For all those who drink this, it was a pleasure to know you. I’ll see you in the gutter around three in the morning. Supposedly made for a hung-over businessman for a pick-me-up, he later returned to complain that he had been turned into a zombie for his entire trip. Its smooth, fruity taste works to conceal its extremely high alcoholi content. Many bars actually limit their customers to two Zombies apiece.
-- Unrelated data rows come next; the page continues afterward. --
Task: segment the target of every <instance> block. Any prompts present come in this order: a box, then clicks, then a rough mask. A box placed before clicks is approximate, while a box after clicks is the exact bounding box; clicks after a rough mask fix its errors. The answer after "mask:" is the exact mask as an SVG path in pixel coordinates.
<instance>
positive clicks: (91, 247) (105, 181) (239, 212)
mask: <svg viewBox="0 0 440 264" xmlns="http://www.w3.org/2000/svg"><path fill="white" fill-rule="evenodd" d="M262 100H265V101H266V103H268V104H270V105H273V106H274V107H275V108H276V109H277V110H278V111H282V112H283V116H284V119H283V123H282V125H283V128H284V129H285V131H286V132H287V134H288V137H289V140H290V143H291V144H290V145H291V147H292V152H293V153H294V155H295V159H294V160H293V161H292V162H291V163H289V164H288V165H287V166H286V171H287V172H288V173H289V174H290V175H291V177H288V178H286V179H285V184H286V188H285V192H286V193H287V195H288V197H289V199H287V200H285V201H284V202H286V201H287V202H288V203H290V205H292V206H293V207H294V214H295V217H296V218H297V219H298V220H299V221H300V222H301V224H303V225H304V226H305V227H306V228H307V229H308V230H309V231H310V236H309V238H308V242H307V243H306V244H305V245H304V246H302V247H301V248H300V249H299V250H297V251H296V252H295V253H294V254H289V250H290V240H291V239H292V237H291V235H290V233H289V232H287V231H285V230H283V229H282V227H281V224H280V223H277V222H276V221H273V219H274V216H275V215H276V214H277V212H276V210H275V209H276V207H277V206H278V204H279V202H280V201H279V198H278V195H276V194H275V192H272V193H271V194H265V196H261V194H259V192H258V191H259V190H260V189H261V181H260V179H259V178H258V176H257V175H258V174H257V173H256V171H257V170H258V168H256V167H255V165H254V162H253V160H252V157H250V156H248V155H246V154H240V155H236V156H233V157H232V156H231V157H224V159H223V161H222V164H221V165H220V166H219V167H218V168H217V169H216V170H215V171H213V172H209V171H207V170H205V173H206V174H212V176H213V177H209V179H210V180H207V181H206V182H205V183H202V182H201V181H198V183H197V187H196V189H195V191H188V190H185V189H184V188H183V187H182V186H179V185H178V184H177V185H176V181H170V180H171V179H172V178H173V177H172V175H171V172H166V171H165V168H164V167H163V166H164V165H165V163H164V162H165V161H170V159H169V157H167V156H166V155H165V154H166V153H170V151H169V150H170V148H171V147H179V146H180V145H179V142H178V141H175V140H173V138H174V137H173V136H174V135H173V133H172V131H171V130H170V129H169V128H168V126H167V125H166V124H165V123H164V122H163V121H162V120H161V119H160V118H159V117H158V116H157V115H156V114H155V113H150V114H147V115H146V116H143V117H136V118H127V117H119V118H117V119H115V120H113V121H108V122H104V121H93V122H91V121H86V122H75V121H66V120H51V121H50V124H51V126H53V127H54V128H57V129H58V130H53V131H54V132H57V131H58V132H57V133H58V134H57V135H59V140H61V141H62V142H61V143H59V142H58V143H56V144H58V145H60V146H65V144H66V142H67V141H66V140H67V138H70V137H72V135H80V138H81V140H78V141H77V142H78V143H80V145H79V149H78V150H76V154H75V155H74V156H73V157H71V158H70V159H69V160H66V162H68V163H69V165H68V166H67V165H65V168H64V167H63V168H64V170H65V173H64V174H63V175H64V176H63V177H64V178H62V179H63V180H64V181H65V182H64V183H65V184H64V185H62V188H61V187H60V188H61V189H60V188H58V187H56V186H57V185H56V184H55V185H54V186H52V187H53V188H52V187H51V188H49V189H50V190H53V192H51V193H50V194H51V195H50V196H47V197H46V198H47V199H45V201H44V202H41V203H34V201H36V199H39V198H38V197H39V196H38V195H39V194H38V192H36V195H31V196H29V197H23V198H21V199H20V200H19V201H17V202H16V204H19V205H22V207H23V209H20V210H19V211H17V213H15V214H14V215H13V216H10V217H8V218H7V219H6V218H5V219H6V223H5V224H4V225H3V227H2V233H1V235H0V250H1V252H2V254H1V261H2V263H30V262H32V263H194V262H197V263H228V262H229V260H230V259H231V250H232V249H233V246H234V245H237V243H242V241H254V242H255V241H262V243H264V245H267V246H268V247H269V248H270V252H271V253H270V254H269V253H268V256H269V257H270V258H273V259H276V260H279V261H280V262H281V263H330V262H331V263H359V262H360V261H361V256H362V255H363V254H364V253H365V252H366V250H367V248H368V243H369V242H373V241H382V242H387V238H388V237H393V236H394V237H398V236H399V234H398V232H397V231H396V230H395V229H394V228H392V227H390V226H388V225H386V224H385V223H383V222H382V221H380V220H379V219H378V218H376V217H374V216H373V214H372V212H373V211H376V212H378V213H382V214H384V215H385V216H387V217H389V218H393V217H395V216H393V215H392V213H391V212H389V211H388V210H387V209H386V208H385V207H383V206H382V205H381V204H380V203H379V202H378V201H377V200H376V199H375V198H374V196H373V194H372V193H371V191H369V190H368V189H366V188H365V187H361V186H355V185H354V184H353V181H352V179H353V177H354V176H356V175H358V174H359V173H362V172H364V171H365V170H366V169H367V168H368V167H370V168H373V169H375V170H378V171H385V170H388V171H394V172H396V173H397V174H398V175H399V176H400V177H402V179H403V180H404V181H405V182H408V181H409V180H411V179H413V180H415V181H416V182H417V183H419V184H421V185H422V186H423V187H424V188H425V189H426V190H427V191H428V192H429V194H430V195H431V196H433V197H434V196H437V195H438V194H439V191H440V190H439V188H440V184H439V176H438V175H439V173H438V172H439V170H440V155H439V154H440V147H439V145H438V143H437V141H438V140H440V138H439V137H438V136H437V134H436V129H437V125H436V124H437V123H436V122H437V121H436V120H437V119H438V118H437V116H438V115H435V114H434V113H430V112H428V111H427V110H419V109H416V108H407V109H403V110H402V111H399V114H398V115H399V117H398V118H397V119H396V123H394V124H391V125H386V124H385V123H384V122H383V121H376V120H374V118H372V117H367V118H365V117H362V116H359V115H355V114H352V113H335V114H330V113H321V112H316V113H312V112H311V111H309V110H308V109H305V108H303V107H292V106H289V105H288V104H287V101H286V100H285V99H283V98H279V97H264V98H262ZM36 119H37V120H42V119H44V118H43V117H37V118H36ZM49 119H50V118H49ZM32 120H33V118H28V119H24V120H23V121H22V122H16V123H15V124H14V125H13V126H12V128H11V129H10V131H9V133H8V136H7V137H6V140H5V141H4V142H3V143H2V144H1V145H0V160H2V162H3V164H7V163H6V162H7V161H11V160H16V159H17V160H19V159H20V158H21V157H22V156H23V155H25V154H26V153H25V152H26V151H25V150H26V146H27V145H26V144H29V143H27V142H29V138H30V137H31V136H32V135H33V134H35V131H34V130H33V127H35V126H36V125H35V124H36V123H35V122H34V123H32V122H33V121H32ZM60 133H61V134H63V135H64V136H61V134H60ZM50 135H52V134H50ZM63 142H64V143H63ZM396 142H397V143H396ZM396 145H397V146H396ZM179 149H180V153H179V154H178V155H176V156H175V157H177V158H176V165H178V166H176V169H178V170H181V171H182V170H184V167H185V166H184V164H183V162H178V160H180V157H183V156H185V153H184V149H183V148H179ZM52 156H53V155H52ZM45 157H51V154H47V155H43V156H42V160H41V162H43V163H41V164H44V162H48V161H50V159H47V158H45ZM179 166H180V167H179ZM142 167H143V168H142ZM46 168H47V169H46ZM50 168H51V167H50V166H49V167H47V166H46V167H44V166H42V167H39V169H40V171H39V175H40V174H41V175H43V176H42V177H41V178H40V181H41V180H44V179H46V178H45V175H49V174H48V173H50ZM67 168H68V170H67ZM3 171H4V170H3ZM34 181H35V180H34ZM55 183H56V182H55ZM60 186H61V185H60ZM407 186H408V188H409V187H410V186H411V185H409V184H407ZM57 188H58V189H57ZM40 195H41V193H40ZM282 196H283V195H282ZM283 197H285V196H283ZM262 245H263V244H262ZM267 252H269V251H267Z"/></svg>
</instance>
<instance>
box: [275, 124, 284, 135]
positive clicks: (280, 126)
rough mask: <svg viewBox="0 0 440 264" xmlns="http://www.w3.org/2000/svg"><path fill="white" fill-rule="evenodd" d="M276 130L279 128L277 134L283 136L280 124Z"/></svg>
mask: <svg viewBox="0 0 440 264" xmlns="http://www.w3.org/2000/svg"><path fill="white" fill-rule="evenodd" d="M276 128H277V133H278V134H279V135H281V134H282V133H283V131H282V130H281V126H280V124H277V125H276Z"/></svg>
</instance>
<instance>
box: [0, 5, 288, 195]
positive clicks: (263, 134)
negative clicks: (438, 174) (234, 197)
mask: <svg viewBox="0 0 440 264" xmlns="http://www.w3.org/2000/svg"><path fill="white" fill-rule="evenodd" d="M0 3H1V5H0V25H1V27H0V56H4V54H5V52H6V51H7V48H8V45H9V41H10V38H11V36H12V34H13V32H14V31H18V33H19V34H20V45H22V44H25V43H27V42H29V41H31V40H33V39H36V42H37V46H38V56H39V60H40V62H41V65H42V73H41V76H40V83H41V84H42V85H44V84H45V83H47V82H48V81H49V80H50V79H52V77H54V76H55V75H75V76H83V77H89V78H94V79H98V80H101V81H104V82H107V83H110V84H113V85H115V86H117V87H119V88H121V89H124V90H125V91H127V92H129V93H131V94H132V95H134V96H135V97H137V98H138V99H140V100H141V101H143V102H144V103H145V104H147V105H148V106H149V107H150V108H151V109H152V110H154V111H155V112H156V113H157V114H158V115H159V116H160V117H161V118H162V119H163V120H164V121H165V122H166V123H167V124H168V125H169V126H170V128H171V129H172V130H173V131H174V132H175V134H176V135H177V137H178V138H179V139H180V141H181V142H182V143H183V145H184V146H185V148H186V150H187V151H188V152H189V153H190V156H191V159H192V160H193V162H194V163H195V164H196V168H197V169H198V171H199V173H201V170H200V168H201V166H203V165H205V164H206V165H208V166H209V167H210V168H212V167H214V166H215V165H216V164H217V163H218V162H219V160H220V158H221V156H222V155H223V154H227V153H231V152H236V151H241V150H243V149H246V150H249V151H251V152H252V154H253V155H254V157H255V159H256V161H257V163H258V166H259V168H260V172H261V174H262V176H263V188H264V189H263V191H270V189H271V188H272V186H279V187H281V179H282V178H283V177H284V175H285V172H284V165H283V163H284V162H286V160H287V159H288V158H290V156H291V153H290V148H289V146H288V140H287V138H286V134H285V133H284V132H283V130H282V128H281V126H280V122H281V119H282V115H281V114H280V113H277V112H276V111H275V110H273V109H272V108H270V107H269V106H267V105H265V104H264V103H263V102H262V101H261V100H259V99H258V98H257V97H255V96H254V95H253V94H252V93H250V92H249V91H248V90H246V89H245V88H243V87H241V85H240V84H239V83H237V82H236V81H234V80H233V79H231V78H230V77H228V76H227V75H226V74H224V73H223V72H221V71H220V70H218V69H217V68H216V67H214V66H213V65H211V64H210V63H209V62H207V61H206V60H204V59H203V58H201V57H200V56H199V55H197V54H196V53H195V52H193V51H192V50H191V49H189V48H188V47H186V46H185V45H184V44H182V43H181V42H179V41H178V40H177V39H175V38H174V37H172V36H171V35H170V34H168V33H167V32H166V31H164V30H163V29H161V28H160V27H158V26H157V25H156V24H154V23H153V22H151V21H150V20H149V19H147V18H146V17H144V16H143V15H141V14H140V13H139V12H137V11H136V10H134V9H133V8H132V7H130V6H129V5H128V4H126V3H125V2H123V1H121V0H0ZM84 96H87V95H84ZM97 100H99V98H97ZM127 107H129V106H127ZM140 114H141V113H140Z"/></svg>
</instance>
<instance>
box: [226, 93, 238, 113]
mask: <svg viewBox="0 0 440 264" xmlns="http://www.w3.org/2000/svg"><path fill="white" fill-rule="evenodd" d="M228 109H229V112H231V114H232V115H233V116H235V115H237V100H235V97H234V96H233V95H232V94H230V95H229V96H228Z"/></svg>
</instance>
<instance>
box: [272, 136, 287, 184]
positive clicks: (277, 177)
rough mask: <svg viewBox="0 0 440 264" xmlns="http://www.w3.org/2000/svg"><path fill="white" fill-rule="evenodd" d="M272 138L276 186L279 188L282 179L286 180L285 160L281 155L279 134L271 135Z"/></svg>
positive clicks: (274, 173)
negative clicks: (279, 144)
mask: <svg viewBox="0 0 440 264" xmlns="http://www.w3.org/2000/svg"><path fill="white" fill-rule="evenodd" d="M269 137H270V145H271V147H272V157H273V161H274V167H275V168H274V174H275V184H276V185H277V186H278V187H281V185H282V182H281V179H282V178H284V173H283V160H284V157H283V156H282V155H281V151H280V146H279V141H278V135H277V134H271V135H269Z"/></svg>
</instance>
Good luck with this one.
- 1/2 oz Bacardi 151 rum
- 1 oz pineapple juice
- 1 oz orange juice
- 1/2 oz apricot brandy
- 1 tsp sugar
- 2 oz light rum
- 1 oz dark rum
- 1 oz lime juice
Blend all ingredients with ice except Bacardi 151 proof rum. Pour into a Collins glass.
Float the Bacardi 151 proof rum on top. Garnish with a fruit slice, sprig of mint and a cherry.
So during this spooky season it is still possible to enjoy your booze in a mature and sensible way. With these proper drinks in your arsenal, I would recommend having your affairs in order and your last rights administered.